On 1 January this year 2012 first recalls that in all European countries we celebrated Christmas, another name for the Winter Solstice, which was celebrated in Europe for millennia before the Christian era. This feast reminds us that we, Europeans, son of the Apollonian legend of the Hyperboreans, have come far and that we are indestructible, despite the dangers looming on the horizon and despite the perversion of the ruling oligarchies.
Having no alternative civilization, it is to mine and its tradition that I am attached. She made me who I am. It has shaped my being, a way to exist, to feel, think, behave toward life and in death, love and destiny.
Intimately aware of what I owe most to my roots, I will always support and justify the basic right of all other human beings to have their own homeland, their culture, their roots, which allows itself to be at home.

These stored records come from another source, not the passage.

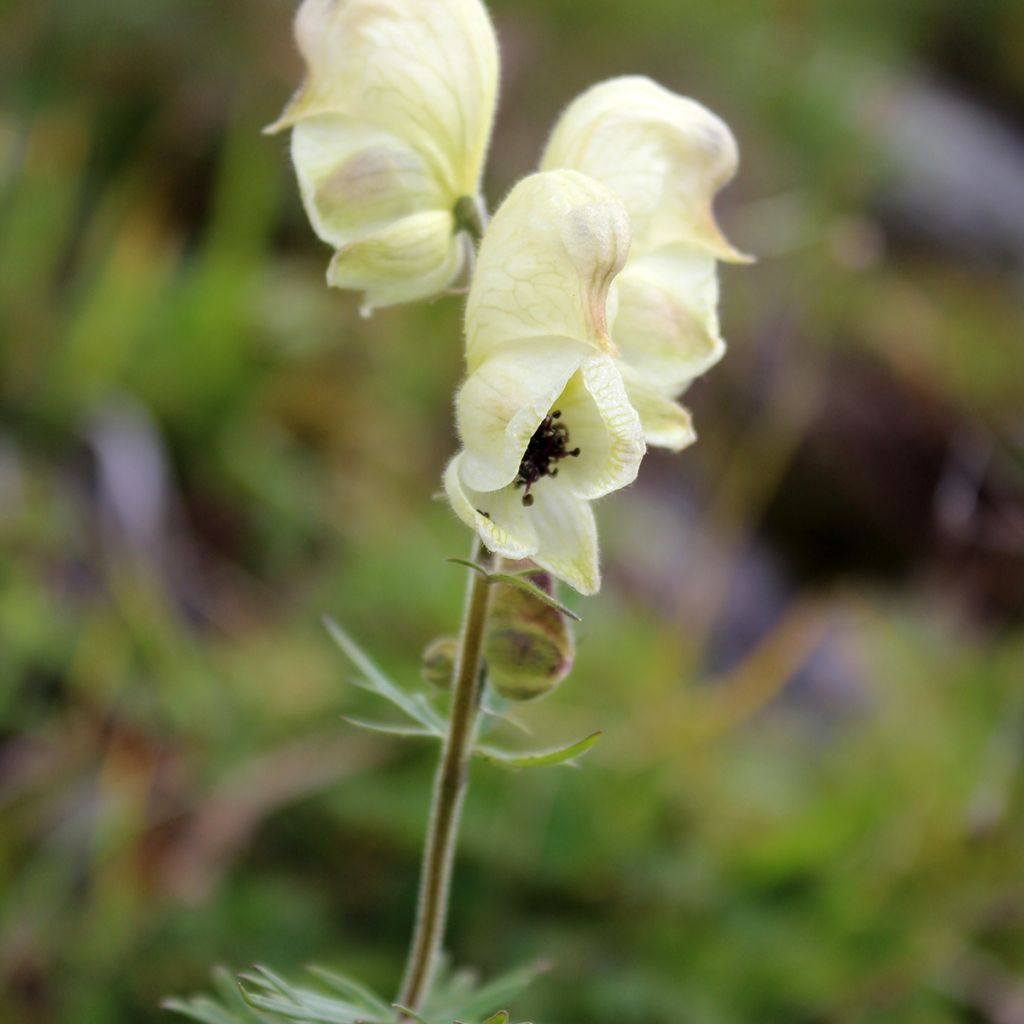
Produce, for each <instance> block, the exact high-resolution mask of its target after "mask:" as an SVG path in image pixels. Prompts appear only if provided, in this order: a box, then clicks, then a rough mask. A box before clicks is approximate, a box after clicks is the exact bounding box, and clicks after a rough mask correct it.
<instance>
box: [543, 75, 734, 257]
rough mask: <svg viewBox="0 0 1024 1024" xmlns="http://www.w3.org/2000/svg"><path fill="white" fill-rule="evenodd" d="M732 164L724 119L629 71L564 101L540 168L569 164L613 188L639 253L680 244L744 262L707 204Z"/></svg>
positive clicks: (693, 100)
mask: <svg viewBox="0 0 1024 1024" xmlns="http://www.w3.org/2000/svg"><path fill="white" fill-rule="evenodd" d="M737 162H738V156H737V151H736V142H735V139H734V138H733V136H732V133H731V132H730V131H729V128H728V126H727V125H726V124H725V122H724V121H722V120H721V119H720V118H718V117H716V116H715V115H714V114H712V113H711V111H709V110H708V109H707V108H706V106H702V105H701V104H700V103H698V102H696V101H695V100H692V99H688V98H686V97H684V96H679V95H677V94H676V93H673V92H670V91H669V90H668V89H666V88H664V87H662V86H660V85H657V84H656V83H655V82H652V81H651V80H650V79H648V78H644V77H642V76H628V77H625V78H615V79H610V80H609V81H607V82H601V83H600V84H598V85H595V86H593V87H592V88H590V89H588V90H587V91H586V92H584V93H583V94H582V95H580V96H579V97H577V99H574V100H573V101H572V102H571V103H570V104H569V106H568V108H567V109H566V111H565V112H564V113H563V114H562V116H561V118H560V119H559V121H558V124H557V125H556V126H555V130H554V132H553V133H552V136H551V138H550V140H549V141H548V145H547V148H546V151H545V154H544V157H543V159H542V161H541V167H542V169H544V170H553V169H555V168H559V167H568V168H573V169H574V170H578V171H583V172H584V173H585V174H590V175H592V176H593V177H595V178H597V179H598V180H599V181H603V182H604V183H605V184H607V185H608V186H609V187H611V188H612V190H613V191H615V194H616V195H617V196H618V197H620V198H621V199H622V201H623V203H624V204H625V205H626V208H627V210H628V211H629V214H630V219H631V221H632V225H633V238H634V249H635V252H637V253H641V254H642V253H647V252H651V251H653V250H654V249H657V248H660V247H662V246H665V245H672V244H674V243H680V242H685V243H689V244H690V245H695V246H699V247H701V248H703V249H706V250H707V251H709V252H711V253H712V254H714V255H715V256H716V257H718V258H719V259H724V260H730V261H733V262H745V261H746V260H748V259H749V257H746V256H744V255H743V254H742V253H740V252H738V251H737V250H736V249H734V248H733V247H732V246H731V245H730V244H729V242H728V241H727V240H726V239H725V237H724V236H723V234H722V232H721V230H720V229H719V227H718V224H717V222H716V221H715V216H714V213H713V210H712V204H713V202H714V198H715V193H717V191H718V189H719V188H721V187H722V185H724V184H725V183H726V182H727V181H728V180H729V179H730V178H731V177H732V176H733V174H734V173H735V171H736V166H737Z"/></svg>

This is also why I am against what I deny. I am against the silent invasion of our cities, I am against the negation of European memory. I owe it for sending me examples of loyalty, valor and refinement from the distant past, that of Hector and Andromache, Ulysses and Penelope. Threatened by a spiritual death as are all my European brothers, this memory is my greatest asset.

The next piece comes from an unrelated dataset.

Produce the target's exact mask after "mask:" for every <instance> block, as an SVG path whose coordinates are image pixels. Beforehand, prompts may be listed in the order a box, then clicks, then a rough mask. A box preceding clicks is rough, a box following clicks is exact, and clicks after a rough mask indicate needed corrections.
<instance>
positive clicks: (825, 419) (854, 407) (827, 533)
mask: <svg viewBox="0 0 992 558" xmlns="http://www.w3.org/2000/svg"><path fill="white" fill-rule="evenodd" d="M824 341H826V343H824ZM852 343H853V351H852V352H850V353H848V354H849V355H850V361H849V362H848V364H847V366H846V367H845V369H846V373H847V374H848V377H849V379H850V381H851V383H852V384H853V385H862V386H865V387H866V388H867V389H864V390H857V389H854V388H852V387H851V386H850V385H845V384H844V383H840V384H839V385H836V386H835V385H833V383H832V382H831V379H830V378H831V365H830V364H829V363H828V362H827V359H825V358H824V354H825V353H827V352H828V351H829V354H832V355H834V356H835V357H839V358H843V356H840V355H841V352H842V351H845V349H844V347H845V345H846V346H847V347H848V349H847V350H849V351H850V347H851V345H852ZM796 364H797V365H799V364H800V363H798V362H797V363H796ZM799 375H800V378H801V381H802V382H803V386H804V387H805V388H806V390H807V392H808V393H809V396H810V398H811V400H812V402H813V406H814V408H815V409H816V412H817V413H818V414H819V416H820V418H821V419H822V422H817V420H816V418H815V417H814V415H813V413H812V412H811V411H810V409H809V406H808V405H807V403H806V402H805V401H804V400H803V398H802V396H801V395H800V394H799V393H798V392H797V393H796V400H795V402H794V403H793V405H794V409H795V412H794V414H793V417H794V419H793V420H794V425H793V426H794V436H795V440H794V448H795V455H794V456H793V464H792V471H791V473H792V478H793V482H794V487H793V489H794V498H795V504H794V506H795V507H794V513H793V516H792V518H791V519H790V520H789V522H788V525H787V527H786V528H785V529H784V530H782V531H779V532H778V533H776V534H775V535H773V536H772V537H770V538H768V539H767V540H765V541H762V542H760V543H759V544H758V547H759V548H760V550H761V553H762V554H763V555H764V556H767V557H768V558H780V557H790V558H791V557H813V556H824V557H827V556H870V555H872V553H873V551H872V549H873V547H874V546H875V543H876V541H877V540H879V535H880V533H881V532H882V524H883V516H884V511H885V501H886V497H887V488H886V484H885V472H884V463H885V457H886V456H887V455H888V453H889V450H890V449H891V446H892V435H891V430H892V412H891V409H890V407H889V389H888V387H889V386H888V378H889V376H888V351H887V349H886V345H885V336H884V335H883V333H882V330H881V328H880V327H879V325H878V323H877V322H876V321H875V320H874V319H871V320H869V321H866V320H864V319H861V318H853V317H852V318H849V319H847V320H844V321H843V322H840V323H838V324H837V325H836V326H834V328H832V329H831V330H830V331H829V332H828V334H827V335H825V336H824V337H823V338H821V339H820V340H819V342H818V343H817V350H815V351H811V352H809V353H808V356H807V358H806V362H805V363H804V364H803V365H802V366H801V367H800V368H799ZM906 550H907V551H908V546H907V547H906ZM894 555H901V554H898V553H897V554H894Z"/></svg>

It is also necessary, at the beginning of the year 2012 to recall the fundamental of all human life beyond beliefs. In their diversity, men exist only by what distinguishes them--clans, peoples, nations, cultures, civilizations--and not by what they have in common. Only their animal nature is universal. Sexuality is common to all mankind as well as the need for food. However, love of gastronomy and the art of tea are characteristic of a civilization, that is to say an old creative effort in the mystery of the continuity of self. The love between two persons of opposite sex, as conceived by Europeans, and courtly love from the twelfth century, is already implicit in the Homeric poems through the contrasting characters of Helen, Hector, Andromache, Ulysses and Penelope. Similarly, the perception of what a strong person should be, the political existence of free cities and weapons, the basic idea that men are no strangers to nature, they embrace the cycle of renewal Perpetual including birth and death, the best may finally emerge from the worst; these are a set of features constituting assertive already in the two poems of Homer we offer our models.

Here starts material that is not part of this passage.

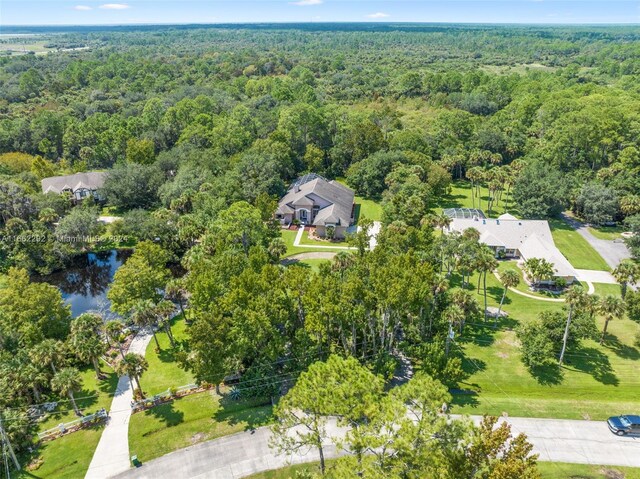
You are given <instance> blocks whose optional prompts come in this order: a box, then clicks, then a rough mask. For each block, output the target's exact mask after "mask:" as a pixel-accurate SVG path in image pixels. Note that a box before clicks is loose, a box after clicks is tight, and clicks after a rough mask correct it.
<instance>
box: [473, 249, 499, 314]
mask: <svg viewBox="0 0 640 479" xmlns="http://www.w3.org/2000/svg"><path fill="white" fill-rule="evenodd" d="M497 267H498V260H497V259H496V255H495V253H494V252H493V251H492V250H491V248H489V247H488V246H485V245H482V247H481V249H480V254H479V255H478V263H477V268H478V271H479V272H480V275H481V276H482V284H483V293H484V319H485V321H486V320H487V273H489V272H491V271H493V270H494V269H496V268H497Z"/></svg>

Even when they do not know, individuals and peoples have a vital need for their own tradition and civilization, that is to say soothing continuities, rites, internalised order, and spirituality. We Europeans, we all need beauty, especially in little things. This is the meaning of the holidays with family or friends that we all celebrated. But the perception that we have changes with civilizations, woven themselves to specific hereditary mysterious sources.
With these realities in mind, one can postulate that there is no universal answer to the questions of existence and behavior. Each nation, each civilization has its truth and its gods equally respectable. Each brings his answers, without which people, men or women, deprived of identity therefore substance and depth, are thrown into a bottomless disorder. Like plants, the men can not live without roots. But their roots are not only those of heredity, which can be unfaithful, it is also those of the mind, that is to say the tradition that belongs to everyone to find.